As he handed Mould the bar, Ig’s fingers brushed Mould’s knuckles, and he saw that when Mould was twenty, he and a few other guys on the hockey team had pulled ski masks over their faces and driven after a car full of Nation of Islam kids who had come up from New York City to speak at Syracuse about civil rights. Mould and his friends forced the kids off the road and chased them into the woods with baseball bats. They caught the slowest of them and shattered his legs in eight different places. It was two years before the kid could get around without the help of a walker.

“You and Merrin’s mother-have you really been praying for me to die?”

“More or less,” Mould said. “To be honest, most of the time when she’s calling to God, she’s riding my dick.”

“Do you know why He hasn’t struck me down?” Ig asked. “Do you know why God hasn’t answered your prayers?”

“Why?”

“Because there is no God. Your prayers are whispers to an empty room.”

Mould lifted the bar again-with great effort-and lowered it and said, “Bullshit.”

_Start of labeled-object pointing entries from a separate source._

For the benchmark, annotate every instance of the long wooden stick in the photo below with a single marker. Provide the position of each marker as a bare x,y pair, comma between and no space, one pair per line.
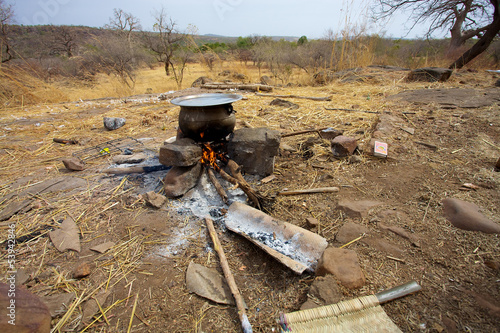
251,194
218,187
311,190
303,132
245,323
328,98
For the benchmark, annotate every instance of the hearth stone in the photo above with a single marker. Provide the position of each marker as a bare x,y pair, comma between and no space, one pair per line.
179,180
254,149
182,152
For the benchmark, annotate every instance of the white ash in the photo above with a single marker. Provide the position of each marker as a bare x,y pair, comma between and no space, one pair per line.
203,201
287,247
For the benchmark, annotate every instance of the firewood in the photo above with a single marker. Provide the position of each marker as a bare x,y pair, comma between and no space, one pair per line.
328,98
304,132
252,87
251,193
311,190
218,187
240,304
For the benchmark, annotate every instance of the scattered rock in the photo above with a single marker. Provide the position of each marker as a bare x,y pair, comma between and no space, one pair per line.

“It’s all a lie. There’s never been anyone there. You’re the one who ought to use that rope in the shed.”

“No,” Mould said. “You can’t make me do that. I don’t want to die. I love my life.”

So. He couldn’t make people do anything they didn’t already want to do. Ig had wondered if this might not be the case.

Mould made a face and grunted but couldn’t lift the bar again. Ig turned from the weight bench and started toward the stairs.

“Hey,” Mould said. “Need some help here.”

Ig put his hands in his pockets and began to whistle “When the Saints Go Marching In.” For the first time all morning, he felt good. Mould gasped and struggled behind him, but Ig did not look back as he climbed the steps.

Sister Bennett passed Iggy as he stepped into the atrium. She was wearing red slacks and a sleeveless shirt with daisies on it and had her hair up. She started at the sight of him and almost dropped her purse.

“Are you off?” Ig asked her.

“I…I don’t have a car,” she said. “I want to take the church car, but I’m scared of getting caught.”

“You’re cleaning out the local account. What’s a car matter?”

She stared at him for a moment, then leaned forward and kissed Ig at the corner of his mouth. At the touch of her lips, Ig knew about the awful lie she had told her mother when she was nine, and about the terrible day she had impulsively kissed one of her students, a pretty sixteen-year-old named Britt, and about the private, despairing surrender of her spiritual beliefs. He saw these things and understood and did not care.